Udawał, że ma glejaka i zbierał pieniądze. Zaufało mu ponad trzy tysiące osób. Wyrok

Oszust (zdj. ilustracyjne)
Strzelin (woj. dolnośląskie)
Źródło: Google Earth
Grzegorz P. twierdził, że cierpi na glejaka i wspólnie z żoną prosił o pomoc w leczeniu. Według śledczych spreparował dokumentację medyczną. Stanął przed sądem i został skazany na 5,5 roku pozbawienia wolności. Sprawa jego żony została wyłączona do oddzielnego postępowania. 

Z ustaleń śledztwa wynika, że Grzegorz P. symulował, iż cierpi na glejaka. Spreparował dokumentację medyczną i wspólnie z żoną prowadził zbiórki na leczenie. Pieniądze zbierali przez portal internetowy, stowarzyszenie i bezpośrednie wpłaty na założone rachunki bankowe.

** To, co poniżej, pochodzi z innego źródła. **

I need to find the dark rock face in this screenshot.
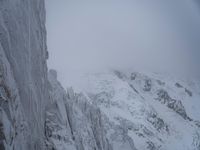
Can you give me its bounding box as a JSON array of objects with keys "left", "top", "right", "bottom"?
[
  {"left": 185, "top": 88, "right": 192, "bottom": 97},
  {"left": 45, "top": 71, "right": 112, "bottom": 150},
  {"left": 0, "top": 0, "right": 49, "bottom": 150},
  {"left": 143, "top": 79, "right": 152, "bottom": 92},
  {"left": 156, "top": 90, "right": 192, "bottom": 121}
]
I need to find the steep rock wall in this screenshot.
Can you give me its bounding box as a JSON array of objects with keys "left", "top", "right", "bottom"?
[{"left": 0, "top": 0, "right": 49, "bottom": 150}]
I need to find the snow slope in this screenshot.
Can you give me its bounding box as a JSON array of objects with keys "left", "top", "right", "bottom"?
[{"left": 75, "top": 71, "right": 200, "bottom": 150}]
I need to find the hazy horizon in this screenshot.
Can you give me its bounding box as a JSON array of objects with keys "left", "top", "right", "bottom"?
[{"left": 46, "top": 0, "right": 200, "bottom": 85}]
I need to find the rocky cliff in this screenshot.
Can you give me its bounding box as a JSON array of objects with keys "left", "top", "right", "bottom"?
[
  {"left": 0, "top": 0, "right": 200, "bottom": 150},
  {"left": 0, "top": 0, "right": 49, "bottom": 150}
]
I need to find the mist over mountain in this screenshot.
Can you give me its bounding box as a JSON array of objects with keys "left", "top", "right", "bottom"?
[
  {"left": 0, "top": 0, "right": 200, "bottom": 150},
  {"left": 47, "top": 0, "right": 200, "bottom": 88}
]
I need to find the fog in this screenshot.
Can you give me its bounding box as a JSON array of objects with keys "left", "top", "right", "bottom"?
[{"left": 46, "top": 0, "right": 200, "bottom": 86}]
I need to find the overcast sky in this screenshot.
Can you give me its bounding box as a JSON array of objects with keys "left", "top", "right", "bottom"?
[{"left": 46, "top": 0, "right": 200, "bottom": 86}]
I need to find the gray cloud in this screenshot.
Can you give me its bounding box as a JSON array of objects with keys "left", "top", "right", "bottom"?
[{"left": 46, "top": 0, "right": 200, "bottom": 86}]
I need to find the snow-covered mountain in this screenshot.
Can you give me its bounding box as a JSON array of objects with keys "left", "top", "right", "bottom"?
[
  {"left": 0, "top": 0, "right": 200, "bottom": 150},
  {"left": 47, "top": 71, "right": 200, "bottom": 150},
  {"left": 77, "top": 71, "right": 200, "bottom": 150}
]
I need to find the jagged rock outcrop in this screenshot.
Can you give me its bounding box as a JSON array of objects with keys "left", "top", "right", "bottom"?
[
  {"left": 45, "top": 70, "right": 112, "bottom": 150},
  {"left": 0, "top": 0, "right": 49, "bottom": 150},
  {"left": 75, "top": 71, "right": 200, "bottom": 150}
]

"W toku śledztwa prowadzonego przez Wydział do Spraw Przestępczości Gospodarczej Prokuratury Okręgowej we Wrocławiu ustalono, że w  okresie od maja 2018 roku do kwietnia 2024 roku oskarżony, działając wspólnie i w porozumieniu z Justyną P., doprowadził nie mniej niż 3055 osób do niekorzystnego rozporządzenia mieniem w łącznej wysokości 736 988,25 złotych w ten sposób, że wprowadził w błąd pokrzywdzonych co do stanu swego zdrowia poprzez wskazanie, że choruje na glejaka i w ten sposób uzyskiwał środki pieniężne z organizowanych zbiórek na portalu www.pomagam.pl i przez Stowarzyszenie ze Strzelina oraz przyjmując bezpośrednie wpłaty na założone rachunki bankowe. Ponadto Grzegorz P. fałszował dokumentację, w tym medyczną, celem uwiarygodnienia swojej choroby" - podano w komunikacie Prokuratury Okręgowej we Wrocławiu.

Grzegorz P. przyznał się do popełnienia zarzucanych mu czynów.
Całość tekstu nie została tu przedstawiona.